Peter, I understand your sentiments. I don’t think the bases there are particularly valuable - not as dear as the cost, anyway. But we may as well get the oil. This war was a mistake - and even those who won’t admit it publicly know this, for the most part. Look at the polls. It was a mistake.
But the next president may be able to parlay this into a gain, at least in part. George Bush has failed to do that, I agree. But getting rid of Saddam and leaving the country in turmoil serves no purpose. Look - the american people are not buying this anymore - your rhetorical purpose here has been accomplished. As a people, we want out.
And I also think the fear factor is way, way way overplayed. We still bitch about TSA security measures, as if we are no longer afraid. We do not avoid public places. Most of us are not too concerned about the curtailment of rights, because it has affected almost no one - but if it did, there would be an outcry - and it would work. But I think we are a rabble that won’t be roused about that, not right now, anyway.
The american people simply are not afraid of their government - Johnson declined to run, because he knew he’d be defeated. Nixon was run out of town. Carter was not re-elected, nor was the supposedly Illuminati Lizardman George H. W. Bush. It’s not them - it’s us - it’s always us.

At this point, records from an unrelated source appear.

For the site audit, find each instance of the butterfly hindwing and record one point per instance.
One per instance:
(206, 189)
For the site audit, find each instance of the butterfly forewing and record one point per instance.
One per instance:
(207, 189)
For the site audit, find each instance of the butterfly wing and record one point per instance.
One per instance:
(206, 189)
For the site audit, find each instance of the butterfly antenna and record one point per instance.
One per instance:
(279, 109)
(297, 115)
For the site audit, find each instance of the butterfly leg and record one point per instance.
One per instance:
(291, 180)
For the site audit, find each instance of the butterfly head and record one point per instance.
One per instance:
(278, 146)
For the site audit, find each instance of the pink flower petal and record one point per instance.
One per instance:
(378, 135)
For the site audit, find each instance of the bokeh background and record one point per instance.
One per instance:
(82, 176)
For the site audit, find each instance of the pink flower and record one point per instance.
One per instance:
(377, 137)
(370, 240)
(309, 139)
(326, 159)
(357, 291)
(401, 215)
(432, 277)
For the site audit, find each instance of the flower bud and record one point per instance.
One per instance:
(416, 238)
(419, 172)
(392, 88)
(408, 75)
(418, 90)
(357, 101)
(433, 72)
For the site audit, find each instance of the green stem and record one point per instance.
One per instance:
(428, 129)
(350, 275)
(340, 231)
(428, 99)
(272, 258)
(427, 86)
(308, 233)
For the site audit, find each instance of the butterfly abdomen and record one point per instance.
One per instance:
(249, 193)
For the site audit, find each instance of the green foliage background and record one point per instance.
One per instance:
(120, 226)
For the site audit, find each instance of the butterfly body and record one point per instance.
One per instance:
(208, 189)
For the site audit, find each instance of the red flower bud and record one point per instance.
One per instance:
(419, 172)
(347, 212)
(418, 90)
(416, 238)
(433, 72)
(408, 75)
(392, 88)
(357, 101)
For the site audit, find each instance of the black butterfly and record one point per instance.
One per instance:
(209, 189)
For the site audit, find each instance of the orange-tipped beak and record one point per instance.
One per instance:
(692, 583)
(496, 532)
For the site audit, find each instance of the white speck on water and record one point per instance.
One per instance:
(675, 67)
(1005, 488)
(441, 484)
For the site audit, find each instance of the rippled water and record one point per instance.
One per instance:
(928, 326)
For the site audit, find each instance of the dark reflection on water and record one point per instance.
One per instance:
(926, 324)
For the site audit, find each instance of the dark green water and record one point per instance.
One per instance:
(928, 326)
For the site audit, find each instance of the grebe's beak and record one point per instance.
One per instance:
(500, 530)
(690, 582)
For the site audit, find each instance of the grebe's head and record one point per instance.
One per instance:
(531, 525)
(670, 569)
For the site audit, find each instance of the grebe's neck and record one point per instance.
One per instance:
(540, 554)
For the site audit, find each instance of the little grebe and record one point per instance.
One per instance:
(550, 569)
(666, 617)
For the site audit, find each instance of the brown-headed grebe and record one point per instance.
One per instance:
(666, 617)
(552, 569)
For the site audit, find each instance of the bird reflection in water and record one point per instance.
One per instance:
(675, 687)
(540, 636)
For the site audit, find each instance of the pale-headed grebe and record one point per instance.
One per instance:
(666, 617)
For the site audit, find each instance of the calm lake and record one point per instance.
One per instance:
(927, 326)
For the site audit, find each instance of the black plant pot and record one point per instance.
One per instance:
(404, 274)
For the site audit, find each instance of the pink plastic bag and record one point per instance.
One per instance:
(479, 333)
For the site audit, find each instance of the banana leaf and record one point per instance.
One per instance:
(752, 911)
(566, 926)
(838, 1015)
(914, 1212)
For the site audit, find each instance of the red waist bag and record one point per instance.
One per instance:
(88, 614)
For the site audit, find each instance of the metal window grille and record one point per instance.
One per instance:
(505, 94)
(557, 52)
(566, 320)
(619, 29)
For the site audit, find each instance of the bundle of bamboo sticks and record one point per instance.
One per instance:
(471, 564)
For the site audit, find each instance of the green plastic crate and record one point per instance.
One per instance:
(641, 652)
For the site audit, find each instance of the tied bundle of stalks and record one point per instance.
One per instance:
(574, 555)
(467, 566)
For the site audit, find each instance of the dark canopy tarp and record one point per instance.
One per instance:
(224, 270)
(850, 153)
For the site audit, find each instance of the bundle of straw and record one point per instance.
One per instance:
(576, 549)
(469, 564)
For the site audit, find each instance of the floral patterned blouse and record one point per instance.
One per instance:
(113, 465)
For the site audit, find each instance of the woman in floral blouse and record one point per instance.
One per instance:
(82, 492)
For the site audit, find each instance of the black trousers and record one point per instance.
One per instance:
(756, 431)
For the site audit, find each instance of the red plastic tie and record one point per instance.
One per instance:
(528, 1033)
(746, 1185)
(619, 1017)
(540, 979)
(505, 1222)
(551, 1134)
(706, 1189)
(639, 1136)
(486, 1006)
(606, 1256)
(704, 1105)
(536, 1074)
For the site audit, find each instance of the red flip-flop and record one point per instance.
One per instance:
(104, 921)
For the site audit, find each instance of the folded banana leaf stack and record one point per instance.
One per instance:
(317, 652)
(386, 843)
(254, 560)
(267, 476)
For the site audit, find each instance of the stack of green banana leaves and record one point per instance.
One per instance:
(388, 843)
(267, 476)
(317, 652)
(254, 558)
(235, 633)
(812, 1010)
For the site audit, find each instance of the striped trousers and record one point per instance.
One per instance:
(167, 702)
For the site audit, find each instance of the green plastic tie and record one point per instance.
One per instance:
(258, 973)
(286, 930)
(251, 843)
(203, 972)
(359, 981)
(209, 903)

Have a little faith in your countrymen. We’re stupid, but brave. I don’t mean to be critical of the body politic - I just want to make the point that we shouldn’t be looking at W as a master, but as an employee.
The fact is that conventional forces aren’t very good at counter-terrorism. And, despite what are high numbers of casualties to us, terrorists aren’t very good against a force the size and ability of ours. We’re wasting time, I agree. But we have no real use for these troops. Except to pick off a few more nasty terrorists. But it’s a weird sort of stalemate, in the end. Let’s just get a friendly Iraqi government, and the oil, out of the whole thing. At least the Kurds like us now - a missed opportunity, so far.
I agree with your conclusions to a degree, but not with your argument. We should get out, but not until we can do so without having left all those dead bodies on the field in vain. I follow, as best I can, you ever-evolving points, but they always seem to get back to the view that we are somehow victims. That’s the part that bothers me. We are victims only of ourselves - of our own ambivalence. But the cure is not, it seems to me, party politics or the adoption of one extreme or it’s opposite.